WILD COUNTRY: 40 years FRIENDS - Up-Climbing


Developed by an intuition of the two climbers founders of WILD COUNTRY, FRIENDS celebrate 40 years of life and remain the most iconic product of the Derbyshire brand and best represents Pure Climbing philosophy.

Ray Jardine and Mark Vallance, two young Britons from Derbyshire County, have a common passion: climbing. They met in the wall in 1972, from that meeting they share the opening of new roads all over the country. Ray is a small businessman while Mark is an aerospace engineer, but when it comes to climbing, crawling, climbing styles, and rope strikes, the differences dwindle, leaving room for the growth of new ideas. In 1975 they founded WILD COUNTRY, launching two years after a tool unknown until now: the FRIENDS.

In the Cam’s Book, a book that tells the story of FRIENDS and WILD COUNTRY, Ray Jardine describes the process of creating these devices: “By looking for a tool that can be anchored alone in a slot and clinging forcefully to the growth of tear, I began my creative process in 1971. […] The mathematical principle of the constant spiral angle is everywhere in nature, for example in the form of shells, and is the expression of constant growth“.

Descartes described the model in mathematical terms already in 1638 calling it the equiangular spiral” – Ray continues – “but being able to configure a climbing tool with this principle required someone with engineering skills who had an open and curious mind, and above all Who lived climbing like a strong passion. Something difficult to combine for those times, so for months I worked, building prototype cams, testing them in the local crags and improving their design in the evening when I came home“.

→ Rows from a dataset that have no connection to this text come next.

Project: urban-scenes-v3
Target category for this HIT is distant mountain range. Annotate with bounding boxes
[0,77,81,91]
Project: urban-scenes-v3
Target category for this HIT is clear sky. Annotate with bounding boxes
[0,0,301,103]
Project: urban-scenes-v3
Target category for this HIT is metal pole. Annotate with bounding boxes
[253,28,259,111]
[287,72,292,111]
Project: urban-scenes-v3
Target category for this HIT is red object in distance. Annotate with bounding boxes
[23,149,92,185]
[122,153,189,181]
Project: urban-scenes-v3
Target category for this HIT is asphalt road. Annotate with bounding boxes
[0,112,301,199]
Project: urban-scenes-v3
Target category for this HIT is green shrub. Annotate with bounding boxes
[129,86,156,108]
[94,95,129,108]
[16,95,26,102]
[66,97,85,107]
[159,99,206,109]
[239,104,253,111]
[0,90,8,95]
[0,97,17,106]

The final idea to which Ray approached was that of two pairs of cams with independent pulling springs. The prototype was tested on Fantasy Street at Split Rocks, it was 1975. Presented to Mark Vallance was a flash of lightning, hence many attempts were made to scale them in the United States. Only in the end they decided to develop and produce them in Derbyshire, UK. So WILD COUNTRY was born, the company he invented FRIENDS.

FRIENDS is the iconic product of WILD COUNTRY and respects the philosophy of PURE CLIMBING: “climbing without leaving traces on the rock“. This philosophy has always influenced the development of the English company’s products, starting from the concrete observation of wall situations and inspired by the climber’s needs.

Taking the opportunity for forty years of business, WILD COUNTRY launches its new line of FRIENDS. So the company describes the new products:

The new FRIENDS, though made with a more modern construction process, have always remained the same in their essence. The distinctive feature is the cam angle of 13.75 degrees, although a new version is equipped with a double axis. Their 13.75-degree constant core provides the perfect triangle where the forces around which climbers rely on their safety are discharged. Robust and secure, these FRIENDS combine classic features with significant novelties, creating a unique mix between old and new. The eye of the enthusiast is attracted by a large number of significant details: the Cable Assemblies (Patent Pending) are more rigid but at the same time lighter; Larger and lighter cam lobes are even more adaptable and stable on rock, the new 12mm Dyneema tape is more practical and easy to extend, saving time and weight by having to use a referral. Basically, this is the best and most advanced design possible of the FRIENDS, which makes them the only on the market with double axle and single cable construction that combine the practicality of the ring structure (for a good handle) with speed and ease of use Of an extensible bandage. Faster, more intuitive and lighter; The clever combination of the key features of traditional FRIENDS WILD COUNTRY and innovative engineering make this new model the most complete in circulation.

You can view the Cam’s Book entirely on this site.